Anyway, back to TKD, and I had a pleasant surprise in the bra department! Managed to leave with a smaller back size and bigger cup size! Have to boast (!) that I am now, according to Natalie the expert, a 30E!!! Can you believe it- sounds so impressive! Probably just made up of cake but who cares! Until I was 21 I was as flat as an ironing board so I still get excited by having boobs! So now if I can lose half a stone from my arms, tummy, bum and thighs and keep my boobs I will be looking good in time for my return to England. I fear that what will happen is, if I can ever get round to doing the diet, I will lose my chest only!

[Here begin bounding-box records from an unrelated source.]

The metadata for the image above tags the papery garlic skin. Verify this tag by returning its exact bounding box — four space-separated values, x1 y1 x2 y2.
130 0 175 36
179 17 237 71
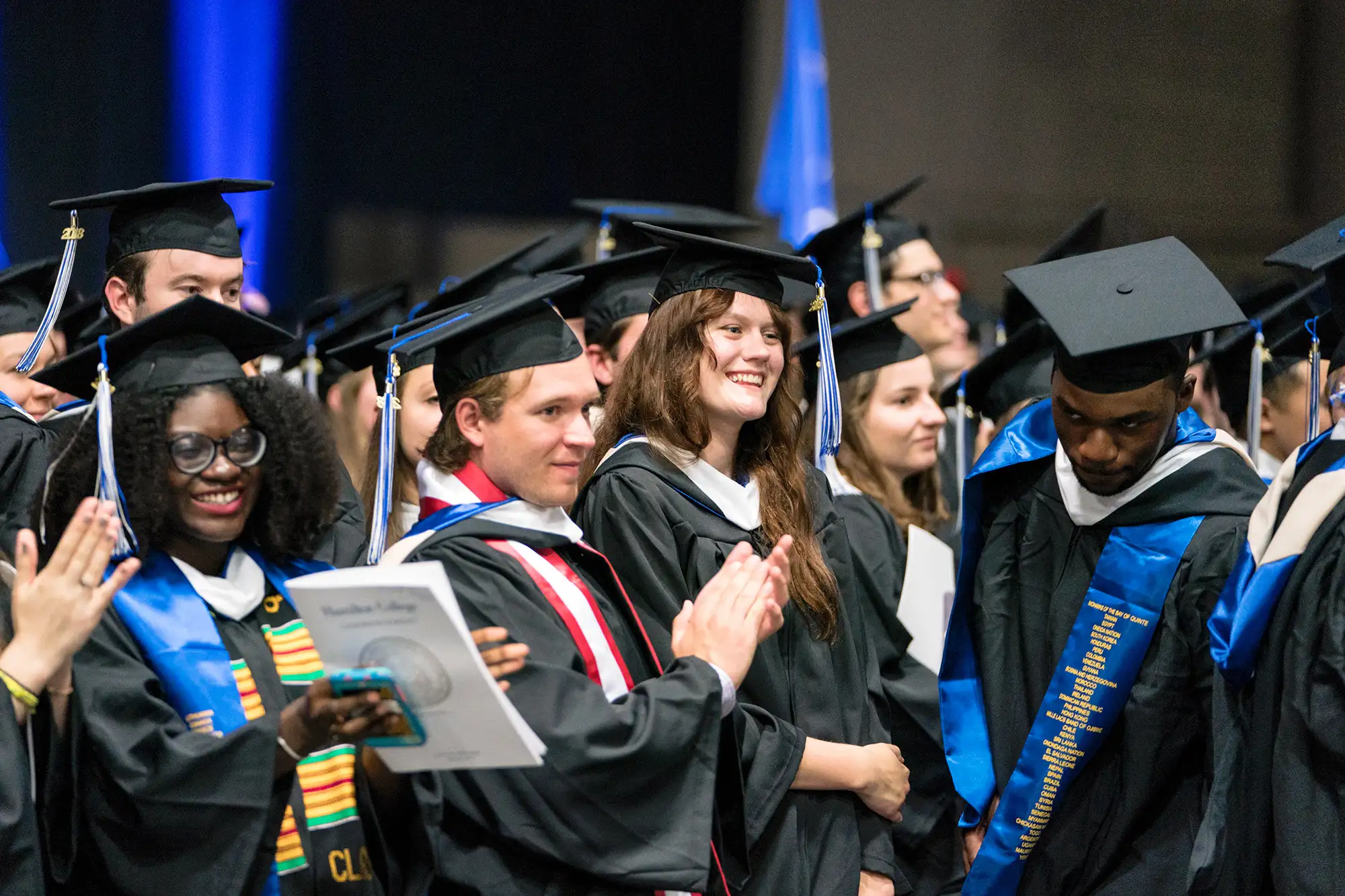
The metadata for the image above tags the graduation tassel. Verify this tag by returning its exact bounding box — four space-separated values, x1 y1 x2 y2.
369 347 402 567
952 370 967 532
859 202 882 308
1247 320 1266 463
808 257 841 473
1303 317 1322 441
15 210 83 372
593 208 616 261
93 336 137 561
303 332 323 398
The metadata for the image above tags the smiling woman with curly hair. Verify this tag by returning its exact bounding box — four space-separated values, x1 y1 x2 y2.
42 376 340 559
32 297 417 896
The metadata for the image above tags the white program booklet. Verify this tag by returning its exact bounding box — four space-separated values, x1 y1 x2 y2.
897 526 956 673
286 563 546 772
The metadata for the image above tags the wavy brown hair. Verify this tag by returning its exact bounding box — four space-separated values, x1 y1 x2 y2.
804 370 948 538
425 367 534 473
585 289 837 641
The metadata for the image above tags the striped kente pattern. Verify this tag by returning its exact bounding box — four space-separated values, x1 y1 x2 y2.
299 744 359 830
261 619 323 685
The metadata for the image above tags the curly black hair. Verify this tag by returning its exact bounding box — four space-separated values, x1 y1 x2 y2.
42 376 340 560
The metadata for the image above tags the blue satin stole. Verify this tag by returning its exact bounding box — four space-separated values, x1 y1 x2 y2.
112 548 332 736
939 399 1215 893
1209 430 1345 688
404 498 518 538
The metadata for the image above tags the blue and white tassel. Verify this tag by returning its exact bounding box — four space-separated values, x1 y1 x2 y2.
1247 319 1266 462
1303 317 1322 441
93 336 139 560
15 211 83 372
369 344 402 567
808 259 841 471
303 332 323 397
952 370 967 532
859 202 882 308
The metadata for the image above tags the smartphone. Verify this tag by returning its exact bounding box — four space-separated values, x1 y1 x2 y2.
327 666 425 747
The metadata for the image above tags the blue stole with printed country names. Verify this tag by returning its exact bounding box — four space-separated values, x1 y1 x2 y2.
404 498 518 538
939 399 1215 895
112 548 332 896
1208 430 1345 688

We spend the rest of the afternoon buying nail varnish- a set of pastel colours (yes, I am a sucker for 'sales' talk! Went in there for baby blue and came out with a set of 6 pastel colours as they were 'reduced'. Matt always winds me up about this. Once, years ago, we had a trial martial arts lesson. After the session, the marketing/sales genius told us "you are in luck because for March only you can buy a course of 6 for a reduced price in our special one-off March promotion". Well this sounded great to me and I was willing to sign up immediately, even though I had nearly died in the session, just to get the amazing March discount! Matt later pointed out that they would say that every month to fool idiots like me! Fooled I was! Nothing like getting a bargain, even if you don't need it!), and some pictures for frames I have for the lounge. All in all a great afternoon and we are out for hours.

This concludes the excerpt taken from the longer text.